Dados da ouvidoria mostram que 3% de todos os inquéritos policial-militar relacionados à morte em decorrência de intervenção policial são instaurados na Corregedoria da corporação. O restante (97%) é feito pelos batalhões de origem dos policiais envolvidos.
"Apesar de a Polícia Militar ter uma Corregedoria, tem quase mil policiais lá com expertise para ser polícia judiciária militar. O órgão de expertise da PM só instaura e investiga 3% de inquéritos policial-militar relacionados à morte de civis. Isso é uma vergonha, é um dado que precisa ser alterado, sem o qual não vamos diminuir a letalidade policial, as mortes em decorrência de intervenção policial", disse o ouvidor da polícia.
A Ouvidoria realizou pesquisa sobre as mortes em decorrência de intervenção policial em 2017, ano que apresentou uma curva ascendente na letalidade policial, com 940 pessoas mortas.
"A conclusão que chegamos depois de analisar 80% de todas as ocorrências de 2017 foi que houve excesso policial em 74% das mortes ocorridas em 2017", disse Mariano.
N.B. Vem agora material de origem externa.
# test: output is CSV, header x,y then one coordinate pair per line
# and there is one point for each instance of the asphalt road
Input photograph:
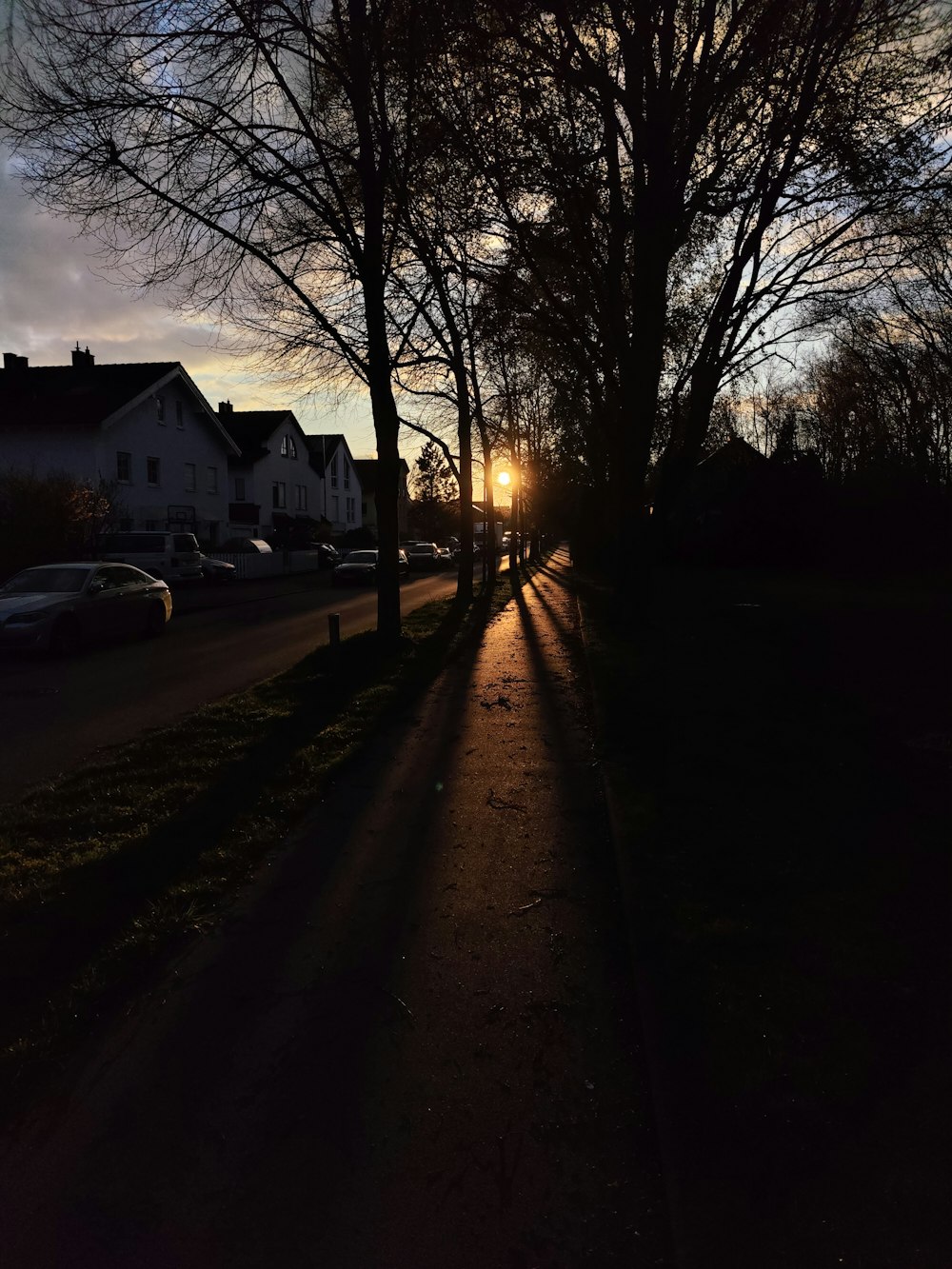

Desses 74%, o que chamou mais a atenção da ouvidoria foi que, em 26% dos casos (ou seja, mais de 200 mortes), havia fortes inícios de que as vítimas foram mortas sem confronto com agentes do estado, sem resistência nem ocorrência de troca de tiros. Segundo o ouvidor, as vítimas não estavam sequer com arma de fogo.
Após a pesquisa, a Ouvidoria enviou recomendações ao governo do estado com objetivo de diminuir a letalidade policial.
"A principal recomendação que fizemos em 2018, e retomamos com o atual governo as mesmas recomendações a partir de fevereiro deste ano, foi a centralização de todos os inquéritos policial-militar relacionados à morte de civis na Corregedoria, mas infelizmente o governo de São Paulo ainda não se manifestou". Para o ouvidor, essa é a melhor medida administrativa para diminuir a letalidade.
O presidente do Condepe, Dimitri Sales, disse que o órgão recebeu, desde janeiro, um elevado número de denúncias de violência policial, que vão desde o cerceamento de liberdade de manifestação até execução sumária.
Um dos casos de violência policial que o Condepe acompanha é a execução de Rafael Aparecido Almeida de Souza, de 23 anos, na noite do dia 4 de maio, no Jardim Nove de Julho, na zona leste da capital paulista.
Ele estava com seus primos e um tio, conversando na frente de sua casa, quando foi ver seu irmão que tinha sido abordado por policiais militares e acabou morto pelos agentes.
"Isso é a demonstração de uma polícia que atua a partir de elementos que são fora da lei, por exemplo, uma abordagem que não tem fundada suspeita, é uma abordagem a partir do recorte racial, da cor da pele do sujeito, e uma polícia que não está preparada para poder mediar eventuais conflitos", disse Sales.
A Secretaria de Segurança Pública (SSP) e o governo do estado foram procurados pela Agência Brasil para posicionamento sobre as questões apresentadas na audiência pública. A SSP disse, em nota, que todas as ocorrências com morte decorrente de intervenção policial são rigorosamente investigadas.
"A Resolução SSP 40/2015 garante total eficácia nas investigações, com o comparecimento das corregedorias e dos comandantes da região, além de equipe específica do IML [Instituto Médico Legal] e IC [Instituto de Criminalística] e integrantes do MP [Ministério Público]", disse a secretaria.